In fact, over the past decade, the focus of fair trade has gradually shifted from small products to larger corporations that see a market opportunity – fair trade sales are growing – but also a branding bonanza, as the ethical glow throws a halo over their entire product line. For example, Starbucks is a major global buyer of fair trade coffee, but it represents less than 3% of its total coffee purchases.
That shift is problematic to some observers. “The [small scale] fair trade model provided some protections from the unequal conditions of the open market,” says Nicki Lisa Cole, a sociologist and fair trade expert at Pomona College, CA. But welcoming large-scale plantations into the model “re-creates the problematic conditions for small producers that spurred the creation of the model in the first place”. Indeed, Cole and other Fairtrade International supporters say they believe opening up the label to goods produced by corporations will eventually squeeze out smaller co-ops, essentially killing the original fair trade vision.
But the horse is already out of the barn. Most fair trade programmes and similar initiatives around the world, including from Rainforest Alliance, one of the largest of the go-it-alone organisations with more than 250,000 certified producers, already allow such products as bananas, tea and flowers to be grown on larger farms, and they work closely with transnational corporations. While Rainforest Alliance is not strictly a fair trade organisation, adopting a more holistic approach and without a price floor, its ultimate goals are similar.
In 2005, the UK’s FairTrade Foundation, which is a member of Fairtrade International but appears to have some ideological similarities to FTUSA, put its label on flowers produced in Kenya for corporate retailer Tesco, and then subsequently blessed coffee and Kit Kat biscuits made by Nestlé. Stressing impact over idealism, Harriet Lamb, then CEO of the FairTrade Foundation (and currently CEO of Fairtrade International), told the BBC in 2009 that some 6,000 west African cocoa farmers would receive hundreds of thousands of pounds more each year as a result of the more flexible label.
“The significant volumes of cocoa that go into making Kit Kat,” she said, “will open whole new possibilities for these farmers, giving them a more sustainable livelihood and the chance to plan for a better future.”
Starbucks, Green Mountain Coffee and Whole Foods in the US have all resisted appeals to drop their affiliation with FTUSA, so the split is now permanent.
A virtuous cycle?
What does this mean for consumers? Bickering aside, these parallel initiatives are improving the lot of workers. Consumers are taking notice and purchases are up. We may be at the beginning of a virtuous cycle, as fair trade initiatives are extended from commodity products such as coffee into the more complex clothing and textile industries, which employ far more workers, amplifying the possibility of materially changing people’s lives.

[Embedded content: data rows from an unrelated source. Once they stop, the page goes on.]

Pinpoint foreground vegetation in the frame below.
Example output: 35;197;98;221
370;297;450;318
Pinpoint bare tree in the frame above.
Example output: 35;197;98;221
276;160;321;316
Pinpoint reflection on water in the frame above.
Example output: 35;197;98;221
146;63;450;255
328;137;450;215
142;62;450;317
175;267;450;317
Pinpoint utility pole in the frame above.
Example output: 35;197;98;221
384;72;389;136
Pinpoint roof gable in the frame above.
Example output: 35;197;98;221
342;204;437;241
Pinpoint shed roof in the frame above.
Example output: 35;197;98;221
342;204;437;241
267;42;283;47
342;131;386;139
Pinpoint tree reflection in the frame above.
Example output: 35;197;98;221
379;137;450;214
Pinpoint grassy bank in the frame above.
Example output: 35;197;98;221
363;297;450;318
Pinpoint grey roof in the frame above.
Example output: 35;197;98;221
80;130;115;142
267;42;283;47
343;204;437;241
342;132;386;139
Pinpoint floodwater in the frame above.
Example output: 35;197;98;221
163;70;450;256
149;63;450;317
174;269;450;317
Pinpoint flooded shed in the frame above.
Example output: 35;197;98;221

In other words, the fair trade experiment continues. “I think it will work, I hope it will work,” Rice wrote recently about his Fair Trade for All label expansion scheme. “But if it doesn’t work, we won’t continue it.”
Jon Entine is a senior fellow at the Center for Health & Risk Communication at George Mason University, and founder of the sustainability consultancy ESG MediaMetrics.
Editor's note: Readers should note that this is a slightly amended version of the original piece. A few small factual errors have been corrected.